Я попрощался с рабочим, которого накануне оперировали. По словам врачей, операция прошла очень успешно; тем не менее выглядел он без пяти минут покойником.
Его жена непременно захотела, чтобы я попробовал пирог с яблоками, который муж был не в силах съесть. Я попробовал; пирог был восхитительный.
– Мужайся, парень! – сказал он мне на прощание. Я пожелал ему того же. Он был прав; мужество – это такая вещь, которая всегда может пригодиться.

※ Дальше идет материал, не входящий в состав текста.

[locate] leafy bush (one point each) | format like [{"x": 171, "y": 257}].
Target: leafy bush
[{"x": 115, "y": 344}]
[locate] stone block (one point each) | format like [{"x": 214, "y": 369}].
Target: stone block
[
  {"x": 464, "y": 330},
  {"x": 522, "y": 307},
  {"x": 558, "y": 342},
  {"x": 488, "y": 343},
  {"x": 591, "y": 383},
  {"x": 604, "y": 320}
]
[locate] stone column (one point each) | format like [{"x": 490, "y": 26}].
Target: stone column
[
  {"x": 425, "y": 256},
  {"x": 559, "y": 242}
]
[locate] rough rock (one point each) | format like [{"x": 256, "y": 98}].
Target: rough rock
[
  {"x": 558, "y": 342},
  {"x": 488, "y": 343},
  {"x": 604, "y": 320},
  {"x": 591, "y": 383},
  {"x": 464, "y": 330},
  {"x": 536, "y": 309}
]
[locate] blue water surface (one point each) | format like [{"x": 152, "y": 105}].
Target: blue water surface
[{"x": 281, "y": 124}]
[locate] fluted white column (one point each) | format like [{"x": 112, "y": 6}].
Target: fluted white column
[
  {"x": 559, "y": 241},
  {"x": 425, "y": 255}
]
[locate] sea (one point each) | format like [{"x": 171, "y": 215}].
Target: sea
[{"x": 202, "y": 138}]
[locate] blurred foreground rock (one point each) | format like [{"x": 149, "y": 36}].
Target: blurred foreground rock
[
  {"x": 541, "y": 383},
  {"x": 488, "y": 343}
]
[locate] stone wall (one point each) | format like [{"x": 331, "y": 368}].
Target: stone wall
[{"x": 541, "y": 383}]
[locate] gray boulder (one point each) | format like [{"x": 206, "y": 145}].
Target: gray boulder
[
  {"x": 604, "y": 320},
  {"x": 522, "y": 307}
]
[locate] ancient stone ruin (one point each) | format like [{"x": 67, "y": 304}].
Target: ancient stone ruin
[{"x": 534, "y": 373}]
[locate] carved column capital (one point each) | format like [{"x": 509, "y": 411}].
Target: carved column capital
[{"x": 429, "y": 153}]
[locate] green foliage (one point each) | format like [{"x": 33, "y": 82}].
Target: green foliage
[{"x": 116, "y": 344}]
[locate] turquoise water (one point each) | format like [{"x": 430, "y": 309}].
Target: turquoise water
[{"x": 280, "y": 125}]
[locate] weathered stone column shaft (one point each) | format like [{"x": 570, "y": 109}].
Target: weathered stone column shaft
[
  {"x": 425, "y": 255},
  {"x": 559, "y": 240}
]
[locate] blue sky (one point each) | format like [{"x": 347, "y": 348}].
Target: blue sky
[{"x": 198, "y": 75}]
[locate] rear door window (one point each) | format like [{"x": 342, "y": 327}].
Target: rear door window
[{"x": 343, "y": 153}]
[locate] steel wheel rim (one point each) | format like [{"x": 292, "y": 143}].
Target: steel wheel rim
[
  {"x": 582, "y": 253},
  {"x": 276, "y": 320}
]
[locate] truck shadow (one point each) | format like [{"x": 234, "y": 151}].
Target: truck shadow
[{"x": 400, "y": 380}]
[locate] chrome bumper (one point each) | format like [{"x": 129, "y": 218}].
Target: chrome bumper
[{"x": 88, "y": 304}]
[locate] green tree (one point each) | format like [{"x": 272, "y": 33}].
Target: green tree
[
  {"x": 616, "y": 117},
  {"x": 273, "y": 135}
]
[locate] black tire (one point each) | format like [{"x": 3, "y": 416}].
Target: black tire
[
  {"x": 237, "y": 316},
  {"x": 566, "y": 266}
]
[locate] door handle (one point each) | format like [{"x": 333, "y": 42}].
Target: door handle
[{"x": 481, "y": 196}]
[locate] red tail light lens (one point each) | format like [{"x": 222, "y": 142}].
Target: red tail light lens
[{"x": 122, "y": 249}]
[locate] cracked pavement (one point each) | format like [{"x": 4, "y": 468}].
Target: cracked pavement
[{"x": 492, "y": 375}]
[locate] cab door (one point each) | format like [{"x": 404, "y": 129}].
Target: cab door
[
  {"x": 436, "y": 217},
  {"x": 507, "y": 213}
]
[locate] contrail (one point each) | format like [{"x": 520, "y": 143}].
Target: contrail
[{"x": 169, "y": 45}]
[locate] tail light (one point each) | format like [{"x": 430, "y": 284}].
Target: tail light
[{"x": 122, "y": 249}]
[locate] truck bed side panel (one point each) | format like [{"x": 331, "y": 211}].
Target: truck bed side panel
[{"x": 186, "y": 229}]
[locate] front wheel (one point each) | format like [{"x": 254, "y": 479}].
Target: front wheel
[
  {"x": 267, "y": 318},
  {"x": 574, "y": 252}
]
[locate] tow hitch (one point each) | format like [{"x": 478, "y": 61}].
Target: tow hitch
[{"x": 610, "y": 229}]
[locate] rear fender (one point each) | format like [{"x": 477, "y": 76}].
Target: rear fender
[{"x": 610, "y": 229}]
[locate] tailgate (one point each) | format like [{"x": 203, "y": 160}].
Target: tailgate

Руан-Париж. Всего три недели назад я проделал этот путь в обратном направлении. Что с тех пор изменилось? Там, на краю долины, над деревнями и поселками по-прежнему поднимается дымок – как обещание безмятежного счастья. Трава по-прежнему зеленая. Солнечно, но иногда, будто для контраста, набегают маленькие облачка; свет скорее весенний, чем зимний. Но чуть дальше луга залиты водой, видно, как она подрагивает между стволами ив; сразу представляешь себе скользкую черную грязь, в которой вдруг увязают ноги.